Xu Zhang

 

Cell Assays in Alginate Hydrogel Microparticles

 

I develop the high throughput method to encapsulate different cellular systems into alginate hydrogel microparticles. The alginate hydrogel platform has high biocompatibility allowing continuous cell culturing and high adaptability with high speed sorting using FACS. I further apply this technology platform to address 3 biomedical challenges: engineering a model of transmitted M. tuberculosis for vaccine testing, T cell receptor identification for cancer immunotherapy and cortical neuron differentiation for drug screening.

Engineering a model of transmitted M. tuberculosis for vaccine testing

This work is in collaboration with Prof. Sarah Fortune in Harvard School of Public Health.

Mycobacterium tuberculosis (Mtb) is thought to establish infection when a few bacteria, maybe only one organism, infect and survive in an alveolar macrophage.  During the earliest stages of infection, the bacterial population is at its most vulnerable at least numerically.  There are a number of vaccine approaches that might allow the host to clear the organism at these early stages, by providing specificity and memory to innate immune responses.  To evaluate these vaccine candidates, it is important to have an animal model in which a known, small number of organisms can be delivered reproducibly. Moreover, the physiologic characteristics of the infecting organisms should accurately reflect those of the organism transmitted in human infection.   

It has been surprisingly challenging to achieve this goal, largely because of the highly hydrophobic nature of the mycobacterial cell wall, which causes the organism to form clumps that cannot be disaggregated when it is grown in broth culture. To achieve the single cell suspension of bacteria required to perform a low dose infection, the organism is typically sonicated and grown in detergent, which strips the outer leaflets of the cell wall.   As these outer leaflets contain potentially important immunologic determinants, it is possible that the bacterial inoculum under standard infection protocols looks fundamentally different than the naturally transmitted organism.  Even with these treatments, standardized dosing at very low inocula (1-10 bacteria) has been difficult to achieve.

Here we develop a droplet based system to trap and culture Mtb single cells in alginate droplets such that they can regenerate a complete cell wall and then be delivered in a defined, low dose inoculum in animal studies. These particles will trap and allow protected culture of individual bacteria.  They can then be counted out into defined inocula, which will be stable and can be transported for animal infections.  Immediately prior to infection, bacteria are released from the alginate matrix for inoculation.   
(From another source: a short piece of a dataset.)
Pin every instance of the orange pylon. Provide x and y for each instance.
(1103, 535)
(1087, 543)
Identify potent T cell receptor for cancer immunotherapy

T cell therapy brings big potential in future cancer immunotherapy. However, within each individual patient there exist a large variety of T cells each bearing a distinct T cell receptor and there is only a small subset of these T cells which can effectively kill cancer cells. We encapsulate single T cell and target cell in a 50-micron alginate hydrogel particles and isolate single potent T cells based on the functional readout from their killing and activation activities. Our technology platform will make the potent T cell receptor discovery a much faster and target specific process in the future. 
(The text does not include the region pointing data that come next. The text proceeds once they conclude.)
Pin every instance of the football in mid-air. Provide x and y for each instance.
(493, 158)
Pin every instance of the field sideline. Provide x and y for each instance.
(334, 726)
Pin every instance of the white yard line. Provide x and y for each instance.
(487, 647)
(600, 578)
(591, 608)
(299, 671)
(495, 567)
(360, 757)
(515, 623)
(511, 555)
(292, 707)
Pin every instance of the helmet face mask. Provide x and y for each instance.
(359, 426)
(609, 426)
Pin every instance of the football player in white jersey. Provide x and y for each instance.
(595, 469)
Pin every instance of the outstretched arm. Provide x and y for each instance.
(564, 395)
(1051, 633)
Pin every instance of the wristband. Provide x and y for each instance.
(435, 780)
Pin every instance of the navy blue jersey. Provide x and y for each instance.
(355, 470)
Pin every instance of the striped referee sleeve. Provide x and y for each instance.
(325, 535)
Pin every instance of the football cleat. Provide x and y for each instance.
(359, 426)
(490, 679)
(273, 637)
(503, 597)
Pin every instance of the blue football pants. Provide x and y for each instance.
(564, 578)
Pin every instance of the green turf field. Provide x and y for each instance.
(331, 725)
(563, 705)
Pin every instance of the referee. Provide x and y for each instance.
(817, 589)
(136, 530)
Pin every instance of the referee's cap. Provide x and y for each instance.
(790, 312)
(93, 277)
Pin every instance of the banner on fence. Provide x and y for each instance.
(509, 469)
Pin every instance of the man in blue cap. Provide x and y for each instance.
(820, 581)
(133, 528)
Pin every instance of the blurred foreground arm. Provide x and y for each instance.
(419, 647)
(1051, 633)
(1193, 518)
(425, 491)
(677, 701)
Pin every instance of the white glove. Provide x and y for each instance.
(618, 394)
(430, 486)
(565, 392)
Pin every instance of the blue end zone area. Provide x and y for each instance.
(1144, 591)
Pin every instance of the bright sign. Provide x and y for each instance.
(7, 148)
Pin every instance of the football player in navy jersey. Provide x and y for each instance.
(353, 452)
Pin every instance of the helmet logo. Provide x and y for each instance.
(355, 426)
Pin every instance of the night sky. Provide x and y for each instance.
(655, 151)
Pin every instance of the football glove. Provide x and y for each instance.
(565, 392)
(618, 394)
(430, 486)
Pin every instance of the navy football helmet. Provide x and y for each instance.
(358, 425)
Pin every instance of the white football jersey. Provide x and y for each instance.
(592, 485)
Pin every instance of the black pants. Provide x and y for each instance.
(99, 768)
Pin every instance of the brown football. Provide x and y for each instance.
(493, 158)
Cortical neuron differentiation for drug screening

This work is in collaboration with Prof. Rubin Lee in Harvard Stem Cell Institute.

Several studies have shown that embedding stem cell spheroids in hydrogels at a certain developmental stage can make the differentiation process more controllable and efficient. For drug screening purposes, uniform differentiated tissues are desired for consistency. We scale up our microfluidics device to submillimeter dimension for this embedding procedure.
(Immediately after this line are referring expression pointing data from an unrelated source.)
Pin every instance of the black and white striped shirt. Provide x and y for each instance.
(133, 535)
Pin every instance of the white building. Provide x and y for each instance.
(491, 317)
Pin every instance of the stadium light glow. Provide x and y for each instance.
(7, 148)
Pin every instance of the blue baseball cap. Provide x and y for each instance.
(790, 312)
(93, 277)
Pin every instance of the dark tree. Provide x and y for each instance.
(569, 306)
Figure 1.  A: Cells in culture medium are injected into the top channel (small arrow) of a PDMS microfluidic device. This stream is surrounded by the alginate and inactive crosslinker injected in the middle channel. The oil+initiator cuts the combined aqueous stream into drops and the initiator causes alginate gelation, resulting in hydrogel particles with a cell-containing core surrounded by gelled alginate. B: Light microscopy image of a core-shell particle. The arrows indicate the alginate shell. C and D: Scanning Electron Microscopy images of coreshell particles. E: Bright-field microscopy of a single Mesenchymal Stem cell in a alginate hydrogel. F: Alginate core-shell hydrogels were created with cell occupancy of less than one Mesenchymal Stem cell per hydrogel after one week of culture.  
 

Figure 2.  Natural Killer (NK) cells killing K532 cancer cell (blue) with dead dye staining nuclei (red).

Figure 3. A cortical neural spheroid encapsulated in an alginate hydrogel.